Limitations & Future Work

  • The authors acknowledge: (i) Training with \(\alpha_0<1\) is ~1.37× slower than MDLM due to doubled sequences (though still faster than BD3-LM); (ii) At \(\alpha_0=1\), the NELBO is ~4 points worse than MDLM (traced back to "causal clean tokens"); (iii) KV reuse introduces a step of latency, making it slightly slower than AR at the same NFE.
  • Additional limitations: (i) Experiments were conducted at academic pretraining scales (LM1B/OWT, ~9K H200 GPU hours) without instruction tuning; scaling relies on citations of 1.7B results from Sahoo et al. 2026; (ii) The sufficiency of \(\alpha_0^\text{train}=1\) was only verified on OWT; (iii) Memory friendliness of \(2L\) concatenation in the sequential phase remains a concern for long-context fine-tuning stability.
  • Future Work: Developing a variant like "Eso-LMs (A)" that restores bidirectional clean token attention might reclaim PPL without losing cache; another direction is applying the IW bound directly to RLHF/RLAIF pipelines for MDM-based DPO/GRPO.
  • vs MDLM (Sahoo et al., 2024a): Both are MDMs, but MDLM uses a bidirectional DiT which prevents caching. Eso-LMs uses causal-on-shuffled-sequence, providing 1–2 orders of magnitude faster inference on long sequences at the cost of slightly higher NELBO at \(\alpha_0=1\).
  • vs BD3-LMs (Arriola et al., 2025): Both interpolate AR and MDM. BD3-LM interpolates via block size with caching only between blocks, causing quality collapse at small block sizes.

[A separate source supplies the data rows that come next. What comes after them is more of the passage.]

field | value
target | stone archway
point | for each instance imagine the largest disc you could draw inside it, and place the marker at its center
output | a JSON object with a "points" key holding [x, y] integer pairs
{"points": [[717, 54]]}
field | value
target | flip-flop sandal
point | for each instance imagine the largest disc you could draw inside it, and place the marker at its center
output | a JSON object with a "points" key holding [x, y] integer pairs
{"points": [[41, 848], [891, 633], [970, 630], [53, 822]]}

Eso-LMs interpolates at the token level via \(\alpha_0\), with caching throughout the process and a superior Pareto frontier.
  • vs Pannatier et al. (2024) / Xue et al. (2025): These are special cases of Eso-LMs at \(\alpha_0=1\). While Xue uses AdaLN for position information, Eso-LMs achieves it entirely through attention masks without extra parameters.

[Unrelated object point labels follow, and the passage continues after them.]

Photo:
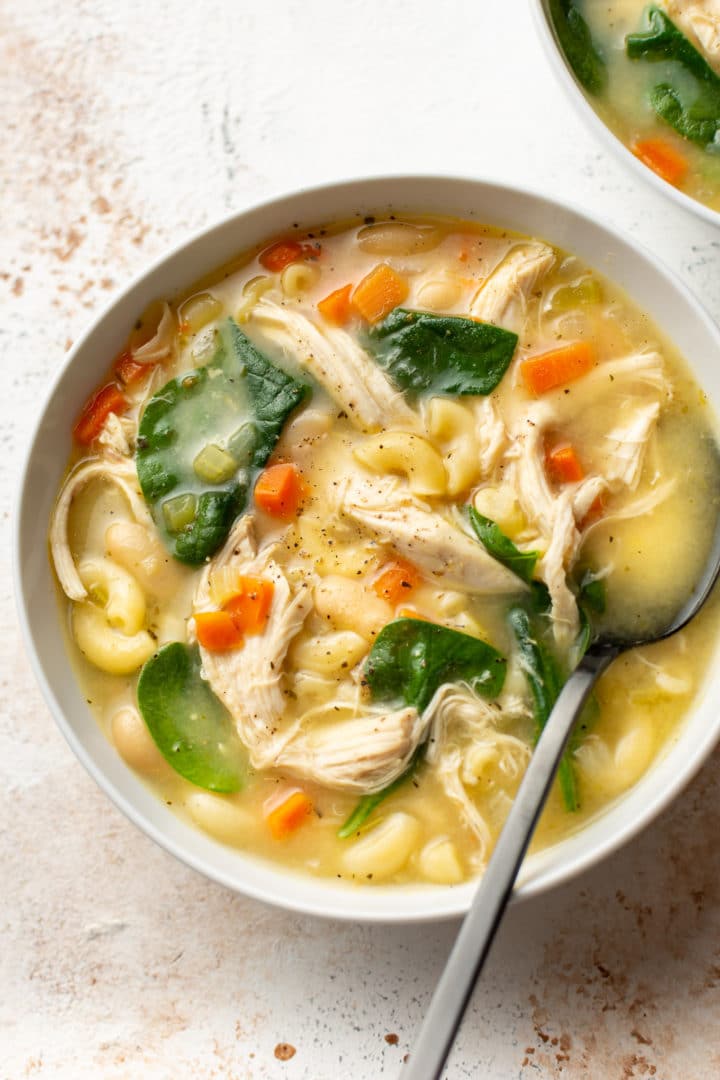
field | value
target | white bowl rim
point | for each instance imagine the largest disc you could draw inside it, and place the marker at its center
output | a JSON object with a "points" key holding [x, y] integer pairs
{"points": [[569, 81], [323, 896]]}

  • vs Concurrent KV Cache Work (Hu 2025, Wu 2025, Ma 2025): These provide approximate cache (requiring full forwards or refreshes within blocks), whereas Eso-LMs provides precise cache.

Rating

  • Novelty: ⭐⭐⭐⭐⭐ Successfully grounded Any-Order AR in architecture, providing the first exact likelihood and precise KV cache for diffusion.
  • Experimental Thoroughness: ⭐⭐⭐⭐ Covered LM1B/OWT, long context, ablations, and Pareto frontiers, lacking only large-scale instruction tuning.
  • Writing Quality: ⭐⭐⭐⭐⭐ Extremely clear formulas and figures (Fig. 1-3) that make complex designs intuitive.
  • Value: ⭐⭐⭐⭐⭐ A critical engineering breakthrough for diffusion LMs—14–65× speedup and single-forward NELBO make GRPO feasible for MDM.